Friday, November 24, 2006

How to setup your starter box?

buggy on starterbox image
How to setup your starter box? How? Ok, first GET YOUR OWN STARTER BOX!!! If u still using the pullstart thing.. well this post is not for you. hahahha. seriously. whats the point? well, actually u still can use starterbox.. as long as the flywheel access is there.

Ok, to cut thing short, here are a few tips and a must to get your ride start at the 1st push.

1. mark where your engine flywheel is in relation to the flywheel hole in the chassis.

2. Remove your engine, clutch, and exhaust from your vehicle so you have a clear view of the flywheel hole in your chassis. Leave the rest. the arms , shocks and turnbuckles.

3. Place your rolling chassis less the engine onto your starter box and line up the markings from step one around the flywheel hole with the rubber starter donut.
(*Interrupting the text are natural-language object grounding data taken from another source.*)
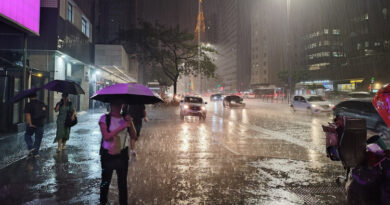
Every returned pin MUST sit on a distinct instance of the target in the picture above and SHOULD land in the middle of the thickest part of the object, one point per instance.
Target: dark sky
(171, 12)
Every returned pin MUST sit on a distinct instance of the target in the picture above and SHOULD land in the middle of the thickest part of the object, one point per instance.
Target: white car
(311, 104)
(193, 106)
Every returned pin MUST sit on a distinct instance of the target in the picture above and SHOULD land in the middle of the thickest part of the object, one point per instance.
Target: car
(311, 104)
(249, 95)
(193, 106)
(233, 101)
(358, 95)
(362, 108)
(216, 97)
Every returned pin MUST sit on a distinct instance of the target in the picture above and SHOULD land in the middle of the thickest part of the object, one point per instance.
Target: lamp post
(288, 8)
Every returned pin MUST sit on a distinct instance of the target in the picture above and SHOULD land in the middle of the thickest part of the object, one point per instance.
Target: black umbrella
(130, 93)
(64, 86)
(23, 94)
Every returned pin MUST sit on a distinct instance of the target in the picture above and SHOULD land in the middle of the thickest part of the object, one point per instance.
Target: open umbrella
(381, 102)
(64, 86)
(23, 94)
(130, 93)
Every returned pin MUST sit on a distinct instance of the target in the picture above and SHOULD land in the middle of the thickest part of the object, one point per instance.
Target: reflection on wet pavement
(263, 154)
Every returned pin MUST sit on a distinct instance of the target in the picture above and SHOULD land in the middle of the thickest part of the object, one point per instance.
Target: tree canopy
(173, 52)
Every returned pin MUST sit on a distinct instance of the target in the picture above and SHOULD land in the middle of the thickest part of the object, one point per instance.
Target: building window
(326, 31)
(336, 32)
(387, 44)
(70, 12)
(85, 26)
(326, 43)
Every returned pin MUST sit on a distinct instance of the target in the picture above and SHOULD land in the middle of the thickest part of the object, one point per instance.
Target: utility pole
(199, 29)
(288, 7)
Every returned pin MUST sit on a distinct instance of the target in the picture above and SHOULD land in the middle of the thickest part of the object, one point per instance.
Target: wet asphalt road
(263, 154)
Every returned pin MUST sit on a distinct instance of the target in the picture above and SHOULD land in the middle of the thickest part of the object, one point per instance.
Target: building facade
(269, 43)
(344, 45)
(233, 45)
(63, 50)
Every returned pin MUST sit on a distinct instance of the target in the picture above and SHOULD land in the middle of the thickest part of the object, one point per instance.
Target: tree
(173, 52)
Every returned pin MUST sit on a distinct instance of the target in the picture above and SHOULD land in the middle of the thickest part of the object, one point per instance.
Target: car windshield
(359, 95)
(315, 99)
(193, 100)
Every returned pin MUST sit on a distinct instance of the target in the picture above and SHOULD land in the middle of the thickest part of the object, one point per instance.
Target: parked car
(364, 109)
(216, 97)
(311, 104)
(358, 95)
(233, 101)
(249, 95)
(193, 106)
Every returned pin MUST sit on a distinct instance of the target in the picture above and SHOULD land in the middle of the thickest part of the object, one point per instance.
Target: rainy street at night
(262, 154)
(193, 102)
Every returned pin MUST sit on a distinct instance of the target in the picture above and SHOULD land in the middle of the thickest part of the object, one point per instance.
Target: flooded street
(263, 154)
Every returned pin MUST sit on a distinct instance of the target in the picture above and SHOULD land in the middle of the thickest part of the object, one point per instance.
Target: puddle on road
(275, 182)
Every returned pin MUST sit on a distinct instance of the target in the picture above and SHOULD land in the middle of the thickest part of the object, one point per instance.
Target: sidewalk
(13, 147)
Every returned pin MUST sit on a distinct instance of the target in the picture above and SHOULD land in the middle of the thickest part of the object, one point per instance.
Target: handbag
(68, 121)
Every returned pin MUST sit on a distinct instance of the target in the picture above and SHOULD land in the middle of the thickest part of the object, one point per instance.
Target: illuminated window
(326, 31)
(326, 43)
(336, 31)
(70, 12)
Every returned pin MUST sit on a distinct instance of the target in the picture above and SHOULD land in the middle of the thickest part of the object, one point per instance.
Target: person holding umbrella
(115, 150)
(138, 113)
(35, 112)
(114, 128)
(63, 108)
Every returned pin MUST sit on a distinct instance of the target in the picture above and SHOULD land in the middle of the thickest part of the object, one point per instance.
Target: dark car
(216, 97)
(364, 109)
(233, 101)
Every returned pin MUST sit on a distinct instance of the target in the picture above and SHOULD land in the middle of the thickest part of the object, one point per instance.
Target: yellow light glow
(377, 86)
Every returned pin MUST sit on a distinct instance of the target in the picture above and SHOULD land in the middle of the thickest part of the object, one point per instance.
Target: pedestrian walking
(65, 110)
(138, 113)
(35, 112)
(114, 150)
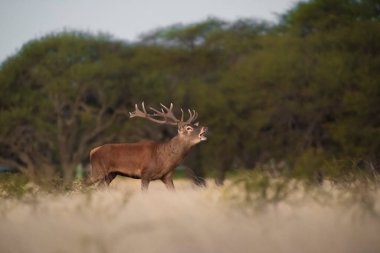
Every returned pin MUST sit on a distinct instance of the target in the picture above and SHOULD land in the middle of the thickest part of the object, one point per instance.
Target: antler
(165, 113)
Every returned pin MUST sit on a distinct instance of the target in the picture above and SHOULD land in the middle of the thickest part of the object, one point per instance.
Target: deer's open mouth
(202, 134)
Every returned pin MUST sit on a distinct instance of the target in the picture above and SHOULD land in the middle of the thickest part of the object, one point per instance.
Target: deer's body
(146, 160)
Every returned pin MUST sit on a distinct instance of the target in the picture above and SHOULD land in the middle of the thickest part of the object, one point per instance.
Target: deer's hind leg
(108, 179)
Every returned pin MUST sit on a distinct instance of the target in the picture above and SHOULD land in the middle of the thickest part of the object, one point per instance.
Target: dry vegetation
(122, 219)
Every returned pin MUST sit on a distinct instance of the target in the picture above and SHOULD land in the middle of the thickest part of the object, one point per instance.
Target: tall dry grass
(122, 219)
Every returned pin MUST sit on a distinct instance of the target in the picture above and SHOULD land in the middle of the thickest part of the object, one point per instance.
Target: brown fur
(147, 160)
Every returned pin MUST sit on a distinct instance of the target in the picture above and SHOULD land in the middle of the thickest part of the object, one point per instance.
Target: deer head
(187, 129)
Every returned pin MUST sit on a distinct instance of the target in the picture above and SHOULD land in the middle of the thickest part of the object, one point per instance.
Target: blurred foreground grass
(254, 211)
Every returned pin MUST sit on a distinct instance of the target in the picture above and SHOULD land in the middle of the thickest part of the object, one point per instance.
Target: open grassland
(122, 219)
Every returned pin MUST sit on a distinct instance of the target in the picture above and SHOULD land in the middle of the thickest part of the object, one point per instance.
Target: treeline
(294, 96)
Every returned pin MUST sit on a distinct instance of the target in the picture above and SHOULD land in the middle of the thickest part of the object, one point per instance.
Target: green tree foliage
(302, 90)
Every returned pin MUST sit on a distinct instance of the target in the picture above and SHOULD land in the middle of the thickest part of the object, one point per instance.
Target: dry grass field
(123, 219)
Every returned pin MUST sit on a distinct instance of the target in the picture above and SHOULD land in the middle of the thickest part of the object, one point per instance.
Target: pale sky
(23, 20)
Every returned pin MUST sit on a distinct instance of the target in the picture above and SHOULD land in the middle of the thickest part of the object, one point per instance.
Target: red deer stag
(148, 160)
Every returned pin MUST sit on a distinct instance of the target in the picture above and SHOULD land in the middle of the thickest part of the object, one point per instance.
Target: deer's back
(127, 158)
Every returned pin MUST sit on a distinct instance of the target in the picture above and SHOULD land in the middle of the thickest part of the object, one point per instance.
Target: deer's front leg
(168, 181)
(144, 184)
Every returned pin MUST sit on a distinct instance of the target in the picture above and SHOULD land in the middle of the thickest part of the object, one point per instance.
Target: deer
(148, 160)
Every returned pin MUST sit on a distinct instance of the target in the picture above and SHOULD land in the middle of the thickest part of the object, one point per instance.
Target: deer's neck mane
(175, 149)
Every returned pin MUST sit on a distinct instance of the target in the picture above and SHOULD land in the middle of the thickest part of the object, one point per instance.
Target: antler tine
(193, 115)
(165, 113)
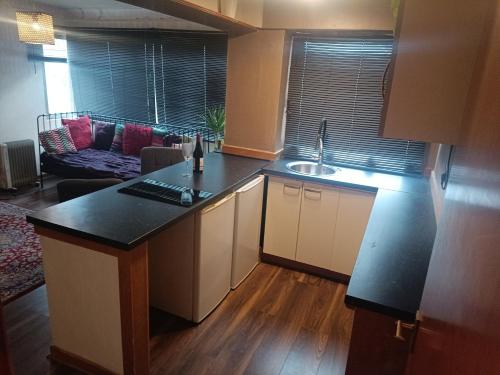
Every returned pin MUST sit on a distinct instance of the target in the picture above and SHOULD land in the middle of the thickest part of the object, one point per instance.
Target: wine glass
(187, 152)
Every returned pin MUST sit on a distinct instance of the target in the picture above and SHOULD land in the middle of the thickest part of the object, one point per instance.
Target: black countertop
(124, 221)
(391, 267)
(356, 178)
(393, 259)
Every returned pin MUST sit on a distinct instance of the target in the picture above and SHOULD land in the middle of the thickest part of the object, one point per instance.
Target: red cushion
(135, 137)
(80, 131)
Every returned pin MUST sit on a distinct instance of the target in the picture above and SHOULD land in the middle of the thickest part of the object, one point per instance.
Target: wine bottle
(198, 156)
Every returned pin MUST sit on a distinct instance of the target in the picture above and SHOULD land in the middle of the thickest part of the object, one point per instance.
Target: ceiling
(107, 13)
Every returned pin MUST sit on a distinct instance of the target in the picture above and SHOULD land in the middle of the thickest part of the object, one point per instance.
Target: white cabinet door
(213, 256)
(248, 218)
(353, 213)
(318, 216)
(282, 217)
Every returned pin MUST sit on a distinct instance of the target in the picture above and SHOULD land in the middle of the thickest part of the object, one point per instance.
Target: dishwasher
(213, 256)
(247, 223)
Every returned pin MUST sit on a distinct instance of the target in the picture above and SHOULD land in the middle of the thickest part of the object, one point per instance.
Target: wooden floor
(33, 198)
(277, 322)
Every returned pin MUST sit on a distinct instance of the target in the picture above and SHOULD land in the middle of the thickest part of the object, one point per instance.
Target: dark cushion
(80, 131)
(74, 188)
(57, 141)
(104, 133)
(116, 146)
(135, 138)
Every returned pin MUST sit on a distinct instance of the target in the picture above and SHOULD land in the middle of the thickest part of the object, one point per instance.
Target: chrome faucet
(320, 140)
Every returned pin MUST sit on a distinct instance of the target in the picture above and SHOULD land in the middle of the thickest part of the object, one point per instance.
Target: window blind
(340, 79)
(168, 77)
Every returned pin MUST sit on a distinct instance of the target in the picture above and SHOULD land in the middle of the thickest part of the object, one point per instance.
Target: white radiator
(17, 164)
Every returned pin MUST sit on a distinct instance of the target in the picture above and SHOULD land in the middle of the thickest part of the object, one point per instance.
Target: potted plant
(215, 120)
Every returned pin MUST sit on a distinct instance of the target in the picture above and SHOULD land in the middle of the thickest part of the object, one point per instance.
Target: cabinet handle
(290, 189)
(410, 327)
(384, 77)
(311, 194)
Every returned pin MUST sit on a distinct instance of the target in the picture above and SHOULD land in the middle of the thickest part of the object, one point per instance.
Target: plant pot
(218, 144)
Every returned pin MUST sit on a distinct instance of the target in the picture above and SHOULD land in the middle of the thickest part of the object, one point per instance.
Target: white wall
(22, 89)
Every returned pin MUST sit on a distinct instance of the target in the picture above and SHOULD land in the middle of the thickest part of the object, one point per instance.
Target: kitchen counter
(391, 267)
(125, 221)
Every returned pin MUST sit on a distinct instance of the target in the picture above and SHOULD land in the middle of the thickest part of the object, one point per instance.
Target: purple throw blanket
(92, 163)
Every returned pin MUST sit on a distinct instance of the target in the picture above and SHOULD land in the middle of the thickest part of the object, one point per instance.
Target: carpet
(20, 254)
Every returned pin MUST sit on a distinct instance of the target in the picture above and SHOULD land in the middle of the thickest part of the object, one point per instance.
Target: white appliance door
(248, 218)
(213, 256)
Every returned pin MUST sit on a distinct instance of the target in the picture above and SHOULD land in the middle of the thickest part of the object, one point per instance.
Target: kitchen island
(100, 323)
(95, 253)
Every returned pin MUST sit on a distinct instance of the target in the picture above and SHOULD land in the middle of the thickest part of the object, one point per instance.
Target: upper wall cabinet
(435, 51)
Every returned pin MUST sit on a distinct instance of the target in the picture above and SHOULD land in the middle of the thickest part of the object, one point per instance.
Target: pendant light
(35, 27)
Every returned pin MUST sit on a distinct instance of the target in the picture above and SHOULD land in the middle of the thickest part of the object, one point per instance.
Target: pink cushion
(80, 131)
(136, 137)
(57, 141)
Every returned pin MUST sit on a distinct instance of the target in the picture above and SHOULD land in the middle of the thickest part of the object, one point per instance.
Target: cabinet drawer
(318, 216)
(282, 217)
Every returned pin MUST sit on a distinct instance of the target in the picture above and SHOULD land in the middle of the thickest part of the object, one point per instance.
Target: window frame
(299, 148)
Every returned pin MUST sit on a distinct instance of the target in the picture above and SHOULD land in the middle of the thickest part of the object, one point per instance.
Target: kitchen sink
(311, 168)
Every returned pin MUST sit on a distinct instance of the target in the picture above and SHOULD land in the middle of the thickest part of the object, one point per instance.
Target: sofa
(96, 147)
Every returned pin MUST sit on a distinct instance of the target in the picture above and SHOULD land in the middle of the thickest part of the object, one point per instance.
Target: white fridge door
(213, 256)
(248, 218)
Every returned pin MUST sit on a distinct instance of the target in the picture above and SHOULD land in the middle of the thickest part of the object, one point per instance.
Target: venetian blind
(148, 75)
(340, 80)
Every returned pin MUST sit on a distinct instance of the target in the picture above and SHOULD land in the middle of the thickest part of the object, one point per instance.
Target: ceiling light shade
(35, 27)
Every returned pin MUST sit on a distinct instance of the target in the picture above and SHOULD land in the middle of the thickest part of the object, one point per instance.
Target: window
(340, 80)
(57, 79)
(167, 77)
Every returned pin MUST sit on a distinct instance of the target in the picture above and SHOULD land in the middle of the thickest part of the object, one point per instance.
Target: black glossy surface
(124, 221)
(356, 178)
(392, 263)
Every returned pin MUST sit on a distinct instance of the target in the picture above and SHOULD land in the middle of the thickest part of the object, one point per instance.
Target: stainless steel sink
(311, 169)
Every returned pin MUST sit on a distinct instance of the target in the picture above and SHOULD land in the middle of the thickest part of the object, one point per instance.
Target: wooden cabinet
(282, 217)
(435, 51)
(314, 224)
(354, 210)
(318, 216)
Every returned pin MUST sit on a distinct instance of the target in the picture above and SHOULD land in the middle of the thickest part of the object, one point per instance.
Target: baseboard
(307, 268)
(437, 194)
(251, 152)
(75, 362)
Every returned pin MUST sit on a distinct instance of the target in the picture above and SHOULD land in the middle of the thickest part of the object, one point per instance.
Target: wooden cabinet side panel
(84, 302)
(171, 258)
(435, 54)
(282, 218)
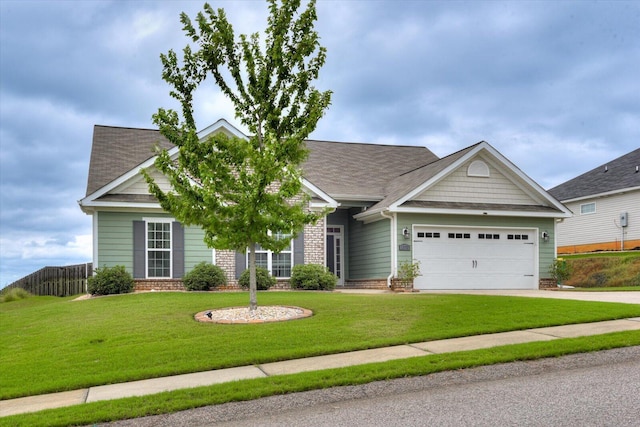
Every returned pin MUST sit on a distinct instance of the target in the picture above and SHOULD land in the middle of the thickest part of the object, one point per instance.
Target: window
(517, 236)
(278, 264)
(588, 208)
(459, 235)
(158, 249)
(488, 236)
(429, 235)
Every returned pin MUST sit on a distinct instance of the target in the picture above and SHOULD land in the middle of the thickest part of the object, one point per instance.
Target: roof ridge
(368, 143)
(125, 127)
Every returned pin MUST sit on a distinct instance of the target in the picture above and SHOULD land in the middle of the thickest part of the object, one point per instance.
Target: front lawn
(53, 344)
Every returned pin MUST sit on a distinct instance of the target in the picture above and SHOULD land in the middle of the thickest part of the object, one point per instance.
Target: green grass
(252, 389)
(616, 289)
(626, 254)
(54, 344)
(620, 269)
(14, 294)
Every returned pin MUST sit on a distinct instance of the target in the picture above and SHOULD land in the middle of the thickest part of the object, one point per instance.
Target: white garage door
(475, 258)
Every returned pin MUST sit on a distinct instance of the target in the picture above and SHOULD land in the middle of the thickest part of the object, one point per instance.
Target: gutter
(392, 221)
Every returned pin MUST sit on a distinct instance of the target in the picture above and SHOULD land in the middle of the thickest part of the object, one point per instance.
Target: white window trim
(270, 258)
(587, 204)
(147, 221)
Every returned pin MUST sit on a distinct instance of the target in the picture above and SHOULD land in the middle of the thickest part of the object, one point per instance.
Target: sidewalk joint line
(262, 370)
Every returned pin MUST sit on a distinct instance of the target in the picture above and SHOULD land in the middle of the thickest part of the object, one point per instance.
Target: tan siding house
(606, 208)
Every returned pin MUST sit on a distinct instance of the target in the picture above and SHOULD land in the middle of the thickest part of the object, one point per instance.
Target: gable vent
(478, 168)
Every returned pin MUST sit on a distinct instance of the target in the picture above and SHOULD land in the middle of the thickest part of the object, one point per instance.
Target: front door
(335, 251)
4. All starter boxes come with some sort of adjustable guide pegs that allow you to key your chassis onto the starter box. Now that your flywheel is lined up perfectly with the starter donut, you can mark where these guide pegs will mount onto the top of your starter box. The most common place is between the chassis and suspension arms on all four corners of the car, with two at the front and two at the rear.

5. Once you have the guide pegs in place, double check that the chassis fits slop-free into the guides and that the markings on the flywheel hole match with the rubber donut within the starter box. If there are slight differences in the alignment, now is the time to fix them. Move the guide pegs along the universal mounts, or slot the holes you drilled to provide the perfect alignment. Now install your engine, clutch, and exhaust system onto your chassis again.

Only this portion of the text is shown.